I am trying to import some data (pressures, stresses) for a set of pre-defined x,y points from a file using genfromtxt. Where the data is just output as a long column split up by a header names, for example:
time
1.0022181PORE_PRE
-18438721.41
-18438721.41
........STRS_11
-28438721.41
-28438721.41
........
The time data is only one point, but the PORE_PRE and STRS_11 and other variables contain many but equal numbers of data points. I use the following code:
import numpy as np
import matplotlib.pyplot as plt
file1=open('Z:/EFNHigh_Res/data_tstep1.out','r')
time=np.genfromtxt(file1,names=None,dtype=None,autostrip=True)
With this code I get a structured array with all of the data in one column. I have managed to delete out the time, by deleting the first two rows.
My initial idea was to then reshape the array using information relating to the number of data points which I have found previously and the total number of data points in the column. For example:
xx=np.reshape(time3,307,4)
print xx
However I get the error below, and can't seem to find a way to reshape it, I am guessing it's not possible for some reason, due to the 1D type nature of the array.

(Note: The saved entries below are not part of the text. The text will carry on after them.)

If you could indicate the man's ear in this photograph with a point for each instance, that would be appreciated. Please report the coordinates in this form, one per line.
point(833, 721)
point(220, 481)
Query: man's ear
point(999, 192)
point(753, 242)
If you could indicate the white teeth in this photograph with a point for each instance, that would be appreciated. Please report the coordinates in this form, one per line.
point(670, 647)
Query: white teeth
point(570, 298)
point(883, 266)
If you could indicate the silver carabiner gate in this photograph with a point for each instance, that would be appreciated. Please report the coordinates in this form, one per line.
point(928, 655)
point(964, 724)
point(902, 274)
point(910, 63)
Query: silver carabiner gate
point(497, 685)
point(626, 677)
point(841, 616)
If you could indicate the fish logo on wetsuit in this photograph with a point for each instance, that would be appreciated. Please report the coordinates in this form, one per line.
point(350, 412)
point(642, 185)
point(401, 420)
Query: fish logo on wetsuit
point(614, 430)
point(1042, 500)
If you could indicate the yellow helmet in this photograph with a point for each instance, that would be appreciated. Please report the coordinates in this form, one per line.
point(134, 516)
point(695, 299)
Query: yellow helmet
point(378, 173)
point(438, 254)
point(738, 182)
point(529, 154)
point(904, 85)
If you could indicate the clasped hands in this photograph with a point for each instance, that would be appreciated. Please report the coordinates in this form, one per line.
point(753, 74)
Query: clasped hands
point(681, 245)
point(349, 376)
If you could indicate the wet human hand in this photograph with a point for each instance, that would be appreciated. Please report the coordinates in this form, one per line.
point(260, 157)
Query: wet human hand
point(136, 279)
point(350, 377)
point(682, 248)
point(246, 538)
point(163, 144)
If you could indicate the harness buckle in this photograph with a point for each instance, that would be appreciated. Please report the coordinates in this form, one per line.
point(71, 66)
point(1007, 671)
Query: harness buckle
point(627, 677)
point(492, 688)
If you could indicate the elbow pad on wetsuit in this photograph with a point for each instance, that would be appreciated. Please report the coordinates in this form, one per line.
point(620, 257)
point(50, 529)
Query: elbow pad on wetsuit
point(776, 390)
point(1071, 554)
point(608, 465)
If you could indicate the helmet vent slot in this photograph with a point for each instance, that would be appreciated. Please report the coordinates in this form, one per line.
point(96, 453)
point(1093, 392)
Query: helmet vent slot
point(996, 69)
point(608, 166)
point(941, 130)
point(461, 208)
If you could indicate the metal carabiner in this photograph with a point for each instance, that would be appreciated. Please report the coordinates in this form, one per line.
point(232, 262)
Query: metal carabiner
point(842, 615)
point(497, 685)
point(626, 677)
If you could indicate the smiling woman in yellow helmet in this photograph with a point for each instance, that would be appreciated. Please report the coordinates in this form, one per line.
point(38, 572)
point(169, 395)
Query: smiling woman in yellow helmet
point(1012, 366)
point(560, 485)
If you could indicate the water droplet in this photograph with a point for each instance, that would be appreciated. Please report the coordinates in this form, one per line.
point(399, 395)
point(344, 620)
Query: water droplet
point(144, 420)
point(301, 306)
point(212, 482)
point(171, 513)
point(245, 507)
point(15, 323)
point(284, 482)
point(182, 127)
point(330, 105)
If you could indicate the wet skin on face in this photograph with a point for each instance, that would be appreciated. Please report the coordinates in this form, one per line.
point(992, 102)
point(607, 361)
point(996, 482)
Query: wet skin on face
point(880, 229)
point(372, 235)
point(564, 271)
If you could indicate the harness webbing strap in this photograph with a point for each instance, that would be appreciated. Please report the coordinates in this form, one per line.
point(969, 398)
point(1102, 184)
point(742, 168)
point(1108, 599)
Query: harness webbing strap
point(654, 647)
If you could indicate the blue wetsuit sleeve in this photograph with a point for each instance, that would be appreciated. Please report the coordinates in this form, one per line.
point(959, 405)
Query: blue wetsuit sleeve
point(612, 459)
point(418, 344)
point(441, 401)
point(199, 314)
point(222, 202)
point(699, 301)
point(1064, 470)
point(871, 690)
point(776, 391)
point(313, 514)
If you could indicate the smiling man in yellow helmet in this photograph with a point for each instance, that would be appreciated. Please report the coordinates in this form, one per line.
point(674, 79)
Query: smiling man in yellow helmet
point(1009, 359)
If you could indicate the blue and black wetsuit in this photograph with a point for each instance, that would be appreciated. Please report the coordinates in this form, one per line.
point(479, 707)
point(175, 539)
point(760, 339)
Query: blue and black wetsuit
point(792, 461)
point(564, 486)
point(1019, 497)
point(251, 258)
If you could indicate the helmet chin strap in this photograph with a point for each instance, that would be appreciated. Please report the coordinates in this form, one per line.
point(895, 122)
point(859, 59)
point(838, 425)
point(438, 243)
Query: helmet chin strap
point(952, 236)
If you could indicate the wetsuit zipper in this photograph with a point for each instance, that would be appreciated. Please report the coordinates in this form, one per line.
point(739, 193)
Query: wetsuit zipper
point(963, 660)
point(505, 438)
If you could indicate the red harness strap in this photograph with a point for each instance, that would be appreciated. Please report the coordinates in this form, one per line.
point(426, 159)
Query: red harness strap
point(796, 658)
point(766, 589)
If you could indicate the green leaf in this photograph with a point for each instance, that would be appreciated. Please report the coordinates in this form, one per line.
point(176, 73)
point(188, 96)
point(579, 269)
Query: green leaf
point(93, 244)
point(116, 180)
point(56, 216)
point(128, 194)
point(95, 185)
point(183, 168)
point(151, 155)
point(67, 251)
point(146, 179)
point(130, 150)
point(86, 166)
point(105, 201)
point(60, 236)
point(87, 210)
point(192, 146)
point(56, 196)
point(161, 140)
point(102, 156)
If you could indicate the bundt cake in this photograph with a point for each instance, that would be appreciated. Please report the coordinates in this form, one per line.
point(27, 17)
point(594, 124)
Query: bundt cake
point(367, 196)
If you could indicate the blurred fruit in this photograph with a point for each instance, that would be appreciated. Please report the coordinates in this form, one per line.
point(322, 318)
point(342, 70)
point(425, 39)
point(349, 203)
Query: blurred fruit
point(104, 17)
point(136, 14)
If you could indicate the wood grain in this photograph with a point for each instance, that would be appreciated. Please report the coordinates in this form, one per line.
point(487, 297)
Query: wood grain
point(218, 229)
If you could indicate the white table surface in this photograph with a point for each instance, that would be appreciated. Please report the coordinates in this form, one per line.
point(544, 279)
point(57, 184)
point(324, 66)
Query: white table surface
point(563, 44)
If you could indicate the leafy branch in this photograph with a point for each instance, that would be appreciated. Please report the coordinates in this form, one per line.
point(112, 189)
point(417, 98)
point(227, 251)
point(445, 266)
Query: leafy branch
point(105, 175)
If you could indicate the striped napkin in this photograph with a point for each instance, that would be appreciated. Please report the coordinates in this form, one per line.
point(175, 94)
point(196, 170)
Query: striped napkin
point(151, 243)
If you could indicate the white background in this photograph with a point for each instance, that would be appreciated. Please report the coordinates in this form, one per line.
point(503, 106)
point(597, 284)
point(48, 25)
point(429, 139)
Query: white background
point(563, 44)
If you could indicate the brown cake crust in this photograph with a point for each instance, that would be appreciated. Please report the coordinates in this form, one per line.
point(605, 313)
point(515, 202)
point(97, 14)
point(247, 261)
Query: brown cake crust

File "Z:\EFNHigh_Res\plotting.py", line 39, in <module>
xx=np.reshape(time3,307,4)
File "C:\Python27\ArcGIS10.2\lib\site-packages\numpy\core\fromnumeric.py",line 171, in reshape
return reshape(newshape, order=order)
ValueError: total size of new array must be unchanged
I don't have much choice over the output format (other than a more complicated arrangement). It seems like it should be a simple operation, but I can't figure it out, but I am very new to python. I have also tried to view only floating point data using the following code, but I get an error as below, or a very large number of data points, greater than those contained within the array.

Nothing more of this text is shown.